La truffe, perle noire des terrains pauvres, se cache sous une bonne épaisseur de terre et de caillasse, au milieu de grands ronds lu­naires où rien d’autre ne pousse. Mais pas question de retourner le sol pour la dénicher. Ce chamboulement compromettrait les truffes en gestation. Pour cette année. Et pour les pro­chaines.

Il a donc fallu ruser. Quelques petits malins ont remarqué que d’étran­ges mouches tournaient au-dessus de la truffe mûre. Il suffit donc d’observer leur vol en spirale, et de creuser à l’aplomb. Mais il est sou­vent trop tard, la mouche étant attirée par la décom­position de la truffe plus que par les effluves gastro­nomiques.

Restent le cochon et le chien. Le cochon aime naturelle­ment la truffe. Il a bon odo­rat mais n’apprécie pas les voyages et tire à hue et à dia quand on le traîne en laisse. Pis, il a tôt fait d’avaler sa précieuse trouvaille si on ne veille pas au grain.

Le chien, lui, n’aime pas la truffe. Mais il aime le sucre et les biscuits. Encore faut-il l’éduquer. C’est l’affaire de dresseurs spé­cialisés. Leur travail est long et coûteux. Pour un chercheur qui en fait profession, l’investissement est vite amorti mais, pour Cécilien l’amateur, ce fut un épuise-gousset. Tout ça pour pouvoir recevoir ses amis à table, autour d’une omelette pas tout à fait comme les au­tres. Car c’est ainsi – je vou­drais dire ainsi seulement, n’en déplaise aux adeptes du foie gras) – que la truffe est bonne, coupée fraîche en fines lamelles jetées dans des oeufs battus auxquels la perle noire confère une saveur sans égal, à condition d’avoir laissé reposer le tout pendant quelques heures avant cuisson.

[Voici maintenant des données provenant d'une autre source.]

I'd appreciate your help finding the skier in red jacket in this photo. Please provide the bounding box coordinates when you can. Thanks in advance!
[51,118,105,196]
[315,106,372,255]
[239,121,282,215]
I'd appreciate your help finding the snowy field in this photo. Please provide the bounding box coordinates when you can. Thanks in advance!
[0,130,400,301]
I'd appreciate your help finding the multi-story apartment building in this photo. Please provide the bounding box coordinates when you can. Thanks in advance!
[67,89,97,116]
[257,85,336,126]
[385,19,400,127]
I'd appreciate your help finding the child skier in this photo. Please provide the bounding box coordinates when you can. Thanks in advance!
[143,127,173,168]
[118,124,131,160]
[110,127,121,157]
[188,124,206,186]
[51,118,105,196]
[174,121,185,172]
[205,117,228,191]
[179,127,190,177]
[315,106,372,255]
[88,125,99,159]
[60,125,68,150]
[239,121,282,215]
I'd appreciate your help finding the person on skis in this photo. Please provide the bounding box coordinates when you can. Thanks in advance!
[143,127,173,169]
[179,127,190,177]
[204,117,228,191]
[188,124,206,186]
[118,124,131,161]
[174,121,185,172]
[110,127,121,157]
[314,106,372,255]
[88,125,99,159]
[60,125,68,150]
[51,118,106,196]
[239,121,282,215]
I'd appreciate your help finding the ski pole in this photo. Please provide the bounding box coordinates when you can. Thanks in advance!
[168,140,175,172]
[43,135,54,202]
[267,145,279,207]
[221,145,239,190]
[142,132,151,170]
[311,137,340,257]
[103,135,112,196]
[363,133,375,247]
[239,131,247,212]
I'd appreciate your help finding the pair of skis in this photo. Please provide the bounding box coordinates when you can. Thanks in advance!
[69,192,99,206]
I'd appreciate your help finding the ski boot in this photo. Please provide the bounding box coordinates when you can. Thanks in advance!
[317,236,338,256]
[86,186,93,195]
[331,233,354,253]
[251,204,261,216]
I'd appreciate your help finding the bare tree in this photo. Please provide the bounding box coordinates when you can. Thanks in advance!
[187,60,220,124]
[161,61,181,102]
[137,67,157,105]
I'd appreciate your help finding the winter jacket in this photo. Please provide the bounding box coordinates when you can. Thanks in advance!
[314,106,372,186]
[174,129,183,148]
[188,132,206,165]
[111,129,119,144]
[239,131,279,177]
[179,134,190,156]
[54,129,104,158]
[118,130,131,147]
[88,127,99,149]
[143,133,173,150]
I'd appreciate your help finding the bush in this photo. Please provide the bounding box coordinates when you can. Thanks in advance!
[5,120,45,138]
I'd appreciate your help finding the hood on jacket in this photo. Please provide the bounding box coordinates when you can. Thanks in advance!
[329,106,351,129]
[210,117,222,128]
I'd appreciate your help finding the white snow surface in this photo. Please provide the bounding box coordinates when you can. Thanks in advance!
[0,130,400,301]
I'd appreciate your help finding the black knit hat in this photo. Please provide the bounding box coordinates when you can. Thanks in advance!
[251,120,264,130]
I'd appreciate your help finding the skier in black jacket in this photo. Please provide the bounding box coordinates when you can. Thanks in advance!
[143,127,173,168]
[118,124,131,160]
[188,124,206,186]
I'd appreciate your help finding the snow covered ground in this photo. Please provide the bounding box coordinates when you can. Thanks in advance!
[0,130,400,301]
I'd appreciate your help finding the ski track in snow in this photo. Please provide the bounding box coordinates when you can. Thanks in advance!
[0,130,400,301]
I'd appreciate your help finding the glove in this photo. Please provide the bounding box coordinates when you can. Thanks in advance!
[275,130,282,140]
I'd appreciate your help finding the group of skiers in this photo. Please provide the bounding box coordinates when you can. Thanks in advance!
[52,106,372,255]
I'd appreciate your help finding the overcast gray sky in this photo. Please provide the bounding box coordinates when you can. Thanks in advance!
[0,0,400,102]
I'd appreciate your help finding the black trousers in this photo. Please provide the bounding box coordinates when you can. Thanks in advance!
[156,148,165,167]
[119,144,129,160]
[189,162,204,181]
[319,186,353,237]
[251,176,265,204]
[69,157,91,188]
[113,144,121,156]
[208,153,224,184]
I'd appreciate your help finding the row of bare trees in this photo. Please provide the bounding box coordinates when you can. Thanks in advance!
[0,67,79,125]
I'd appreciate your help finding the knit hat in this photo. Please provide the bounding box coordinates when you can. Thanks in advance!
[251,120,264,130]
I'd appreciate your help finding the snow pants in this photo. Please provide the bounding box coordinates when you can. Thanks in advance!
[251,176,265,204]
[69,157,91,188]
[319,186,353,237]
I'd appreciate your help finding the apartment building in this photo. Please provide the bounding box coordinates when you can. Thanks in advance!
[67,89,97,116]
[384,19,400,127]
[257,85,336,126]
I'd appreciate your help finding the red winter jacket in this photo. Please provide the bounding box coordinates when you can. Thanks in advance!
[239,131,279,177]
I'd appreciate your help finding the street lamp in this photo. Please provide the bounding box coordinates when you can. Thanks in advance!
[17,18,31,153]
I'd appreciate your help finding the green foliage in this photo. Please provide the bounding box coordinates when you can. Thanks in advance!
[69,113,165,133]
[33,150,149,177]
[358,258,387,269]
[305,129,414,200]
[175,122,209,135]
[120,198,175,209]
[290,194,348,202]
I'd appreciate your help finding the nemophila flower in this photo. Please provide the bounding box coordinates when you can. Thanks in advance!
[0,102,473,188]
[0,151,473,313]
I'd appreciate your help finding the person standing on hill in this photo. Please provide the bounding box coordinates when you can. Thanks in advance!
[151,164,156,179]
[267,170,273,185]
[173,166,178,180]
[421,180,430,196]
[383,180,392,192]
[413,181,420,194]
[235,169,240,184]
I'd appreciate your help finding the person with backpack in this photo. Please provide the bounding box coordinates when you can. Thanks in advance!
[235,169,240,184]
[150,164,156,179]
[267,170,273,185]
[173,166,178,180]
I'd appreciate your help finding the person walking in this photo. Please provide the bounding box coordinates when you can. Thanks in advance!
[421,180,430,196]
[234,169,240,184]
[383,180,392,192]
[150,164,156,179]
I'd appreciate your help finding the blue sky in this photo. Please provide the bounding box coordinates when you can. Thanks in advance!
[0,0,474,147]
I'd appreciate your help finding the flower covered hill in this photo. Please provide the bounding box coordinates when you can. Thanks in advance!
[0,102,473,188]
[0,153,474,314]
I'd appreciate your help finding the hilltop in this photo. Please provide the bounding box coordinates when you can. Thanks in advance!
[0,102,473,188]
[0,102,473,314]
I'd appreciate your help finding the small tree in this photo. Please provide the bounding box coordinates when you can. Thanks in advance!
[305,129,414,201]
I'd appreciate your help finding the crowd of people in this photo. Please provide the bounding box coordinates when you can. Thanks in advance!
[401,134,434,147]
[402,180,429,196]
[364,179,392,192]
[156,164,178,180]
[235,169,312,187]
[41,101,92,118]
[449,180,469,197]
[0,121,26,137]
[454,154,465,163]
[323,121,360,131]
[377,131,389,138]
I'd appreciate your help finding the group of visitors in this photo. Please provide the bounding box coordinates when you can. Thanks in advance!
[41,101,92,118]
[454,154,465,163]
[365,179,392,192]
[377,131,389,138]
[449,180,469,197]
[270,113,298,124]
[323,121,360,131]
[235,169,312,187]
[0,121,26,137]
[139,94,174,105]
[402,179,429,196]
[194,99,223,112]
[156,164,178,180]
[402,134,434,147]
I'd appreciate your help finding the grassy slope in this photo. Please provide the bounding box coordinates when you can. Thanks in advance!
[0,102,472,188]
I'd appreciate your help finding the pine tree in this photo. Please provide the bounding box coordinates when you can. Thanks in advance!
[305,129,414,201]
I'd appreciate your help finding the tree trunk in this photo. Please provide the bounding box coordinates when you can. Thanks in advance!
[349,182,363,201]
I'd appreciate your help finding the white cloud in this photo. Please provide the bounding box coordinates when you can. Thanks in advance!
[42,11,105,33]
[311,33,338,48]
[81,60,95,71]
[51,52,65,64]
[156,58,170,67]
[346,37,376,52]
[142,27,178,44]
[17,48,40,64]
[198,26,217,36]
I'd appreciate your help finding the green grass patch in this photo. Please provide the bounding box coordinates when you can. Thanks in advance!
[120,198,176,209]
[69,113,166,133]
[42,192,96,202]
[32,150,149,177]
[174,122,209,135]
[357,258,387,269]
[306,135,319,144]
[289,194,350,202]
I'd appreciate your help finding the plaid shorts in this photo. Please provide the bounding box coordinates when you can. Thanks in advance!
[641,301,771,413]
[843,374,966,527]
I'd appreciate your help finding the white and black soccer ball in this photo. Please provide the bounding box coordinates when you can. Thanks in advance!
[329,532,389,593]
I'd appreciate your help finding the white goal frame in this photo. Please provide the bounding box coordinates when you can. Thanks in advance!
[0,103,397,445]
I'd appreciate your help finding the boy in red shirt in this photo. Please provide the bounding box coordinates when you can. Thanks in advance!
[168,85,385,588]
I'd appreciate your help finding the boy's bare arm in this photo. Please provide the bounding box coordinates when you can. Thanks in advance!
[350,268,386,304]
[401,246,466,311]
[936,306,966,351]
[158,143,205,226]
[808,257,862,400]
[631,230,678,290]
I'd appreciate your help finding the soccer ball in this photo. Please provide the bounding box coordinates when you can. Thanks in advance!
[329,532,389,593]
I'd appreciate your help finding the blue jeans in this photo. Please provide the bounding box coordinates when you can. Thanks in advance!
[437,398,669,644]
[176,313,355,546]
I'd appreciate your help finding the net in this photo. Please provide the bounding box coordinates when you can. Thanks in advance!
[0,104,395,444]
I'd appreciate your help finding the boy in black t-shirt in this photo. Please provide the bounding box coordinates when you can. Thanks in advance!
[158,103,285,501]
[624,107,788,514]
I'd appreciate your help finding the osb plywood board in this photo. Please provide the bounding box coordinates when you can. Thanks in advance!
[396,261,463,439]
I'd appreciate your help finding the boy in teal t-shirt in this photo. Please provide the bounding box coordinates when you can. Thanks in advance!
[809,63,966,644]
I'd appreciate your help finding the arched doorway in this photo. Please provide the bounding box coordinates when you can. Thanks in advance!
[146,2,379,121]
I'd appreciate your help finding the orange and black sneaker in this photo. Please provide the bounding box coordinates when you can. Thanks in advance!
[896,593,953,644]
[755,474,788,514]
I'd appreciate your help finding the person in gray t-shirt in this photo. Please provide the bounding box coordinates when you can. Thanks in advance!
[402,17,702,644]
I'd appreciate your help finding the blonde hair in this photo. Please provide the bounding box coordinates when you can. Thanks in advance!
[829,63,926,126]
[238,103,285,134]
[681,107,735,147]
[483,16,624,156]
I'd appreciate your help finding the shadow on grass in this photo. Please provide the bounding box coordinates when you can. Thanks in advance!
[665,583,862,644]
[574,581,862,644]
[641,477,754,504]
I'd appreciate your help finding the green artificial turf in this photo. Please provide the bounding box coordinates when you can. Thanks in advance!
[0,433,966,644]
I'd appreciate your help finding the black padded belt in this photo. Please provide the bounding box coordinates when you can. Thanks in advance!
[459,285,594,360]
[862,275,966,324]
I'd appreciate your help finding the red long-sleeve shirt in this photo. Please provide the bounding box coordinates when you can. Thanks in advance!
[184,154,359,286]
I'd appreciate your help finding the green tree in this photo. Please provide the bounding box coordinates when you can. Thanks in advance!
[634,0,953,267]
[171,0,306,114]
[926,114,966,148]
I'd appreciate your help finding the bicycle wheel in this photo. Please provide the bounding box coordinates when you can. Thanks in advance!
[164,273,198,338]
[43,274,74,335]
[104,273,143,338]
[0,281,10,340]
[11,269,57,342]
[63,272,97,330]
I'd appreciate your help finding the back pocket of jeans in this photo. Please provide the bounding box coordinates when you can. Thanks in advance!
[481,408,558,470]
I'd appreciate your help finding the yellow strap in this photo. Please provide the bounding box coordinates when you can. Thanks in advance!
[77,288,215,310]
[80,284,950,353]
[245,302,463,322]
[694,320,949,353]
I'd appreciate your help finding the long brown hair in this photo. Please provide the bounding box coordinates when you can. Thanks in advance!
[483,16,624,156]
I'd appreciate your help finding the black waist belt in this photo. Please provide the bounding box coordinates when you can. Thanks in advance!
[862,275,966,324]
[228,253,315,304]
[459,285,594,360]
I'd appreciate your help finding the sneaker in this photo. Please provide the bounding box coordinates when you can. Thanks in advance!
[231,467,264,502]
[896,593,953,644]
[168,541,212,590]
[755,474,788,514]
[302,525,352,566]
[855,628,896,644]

J’écris ces lignes sur la table maussade d’un «Coffee Shop» de Houston, Texas. Et j’en salive à distance. Ce qui va m’aider à faire passer l’inévitable et insupportable hamburger-café-au-lait.

Quelle heure est-il en ce moment en Suisse? A Houston, la nuit tombe avec la pluie sur un amas de gratte-ciel tout neufs et déjà lugubres. Ici, on vit pour gagner de l’argent puisque le seul moyen de subsister est d’en avoir. Et le seul moyen d’exister, d’en dépenser os­tensiblement au regard des autres.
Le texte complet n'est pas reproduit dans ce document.